Nuovi idoli a sinistra: i tre "resistenti palestinesi"

Scritto il 18/12/2025
da Francesco Giubilei

Stesso format usato per Shahin: mobilitazione di piazza per gli imputati de L'Aquila

Il modus operandi è stato messo a punto con il caso dell'Imam Mohamed Shahin: manifestazioni di piazza dei gruppi pro Pal, uso della violenza da parte dei collettivi come con l'attacco alla redazione de la Stampa, pressioni politiche della sinistra, infine il risultato ottenuto grazie ai giudici. Ora i movimenti pro Pal ci riprovano con altre tre figure imputate in un processo di cui domani al tribunale dell'Aquila si terrà l'udienza finale, si tratta di Anan Yaeesh, Ali Irar e Mansour Doghmosh accusati di associazione a delinquere con finalità di terrorismo. Yaeesh aveva avanzato una richiesta di asilo respinta dal Tribunale di Foggia, poi aveva ottenuto il permesso di soggiorno e la protezione speciale prima di essere arrestato il 27 gennaio 2024 a seguito di una richiesta di estradizione di Israele (respinta e poi ritirata nell'aprile 2024). Lo scorso 26 febbraio è stato rinviato a giudizio insieme ad Ali Irar e a Mansour Doghmosh dal Tribunale de L'Aquila (dove vive dal 2017) e, nell'ultima udienza l'accusa, ha chiesto 12 anni di reclusione per Anan Yaeesh, 9 anni per Ali Irar e 7 anni per Mansour Doghmosh.

Nonostante la grave accusa di terrorismo internazionale, il mondo pro Pal li definisce come appartenenti alla "resistenza palestinese" e, negli ultimi giorni, sono avvenute manifestazioni in varie città tra cui ieri di fronte la prefettura di Torino per una mobilitazione intitolata "la resistenza non si processa". La richiesta è "la liberazione immediata di Anan, Ali e Mansour, e di tutti i prigionieri dello Stato per il loro sostegno alla causa palestinese" sostenendo che il processo che stanno subendo "mostra ancora una volta la totale complicità dello Stato italiano nel genocidio in corso e nella criminalizzazione della legittima resistenza palestinese". Eppure il pubblico ministero Roberta D'Avolio ha presentato alla Corte d'assise d'appello una memoria di oltre 100 pagine che reca elementi di colpevolezza ben definiti a carico dei tre imputati.

A promuovere la mobilitazione torinese, così come quelle avvenute in altre città, è una rete di associazioni che si muove in modo coordinato in tutta Italia appoggiandosi di volta in volta a realtà territoriali.
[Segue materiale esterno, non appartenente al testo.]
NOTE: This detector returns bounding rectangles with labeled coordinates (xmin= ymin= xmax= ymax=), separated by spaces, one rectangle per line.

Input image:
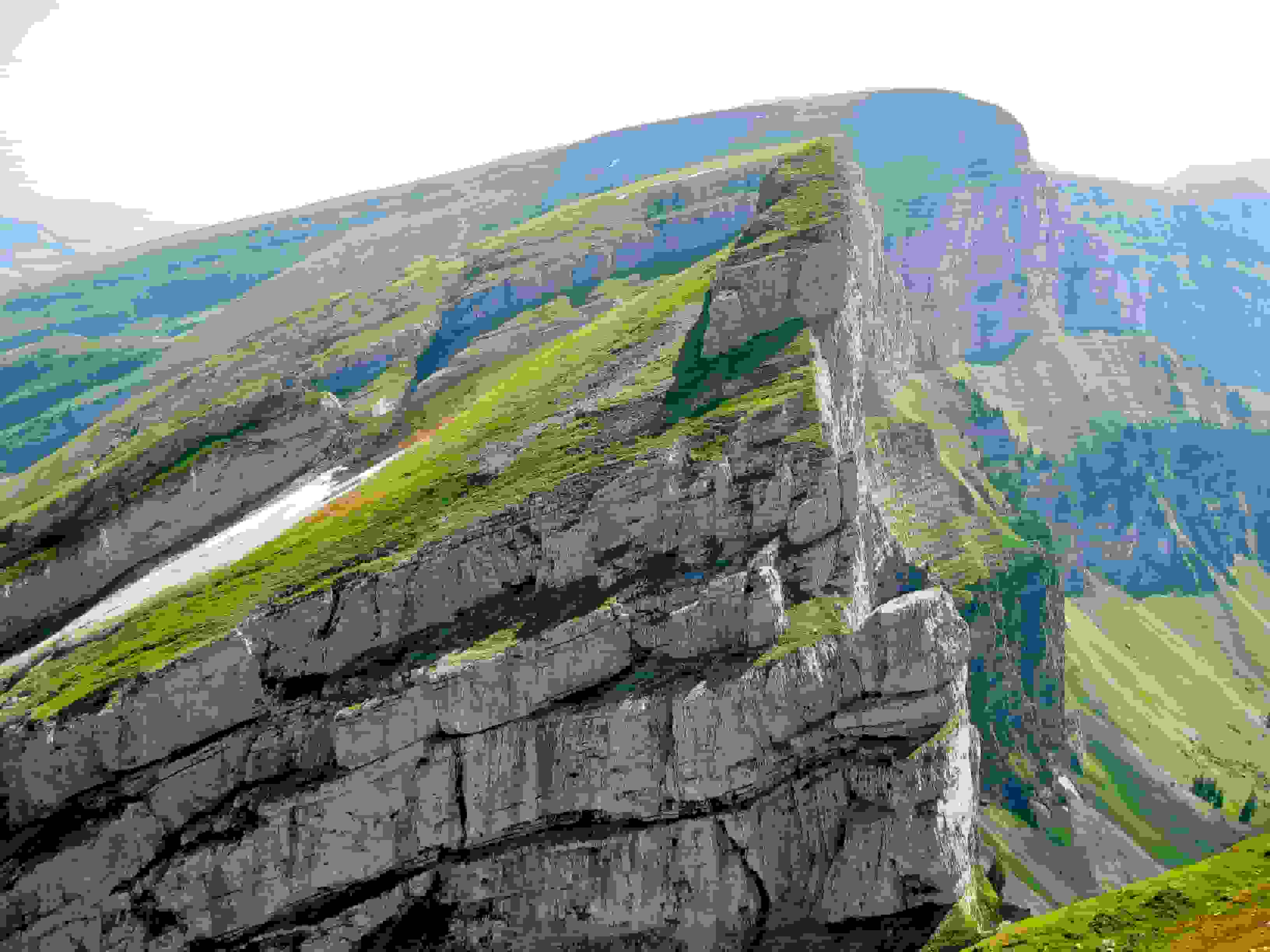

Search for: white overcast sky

Si tratta dei Giovani Palestinesi, dell'Unione Democratica Arabo-Palestinese (Udap) e del Progetto Palestina che hanno promosso la mobilitazione piemontese con l'associazione Torino per Gaza, molto attiva anche nel caso dell'Imam Mohamed Shahin.

Come con Shanin, è stato inoltre creato un comitato denominato "Comitato Free Anan" ma, in questo caso, si è fatto di più realizzando il documentario Colpevoli di Palestina a testimonianza della volontà dei mondi pro Pal di fare proselitismo.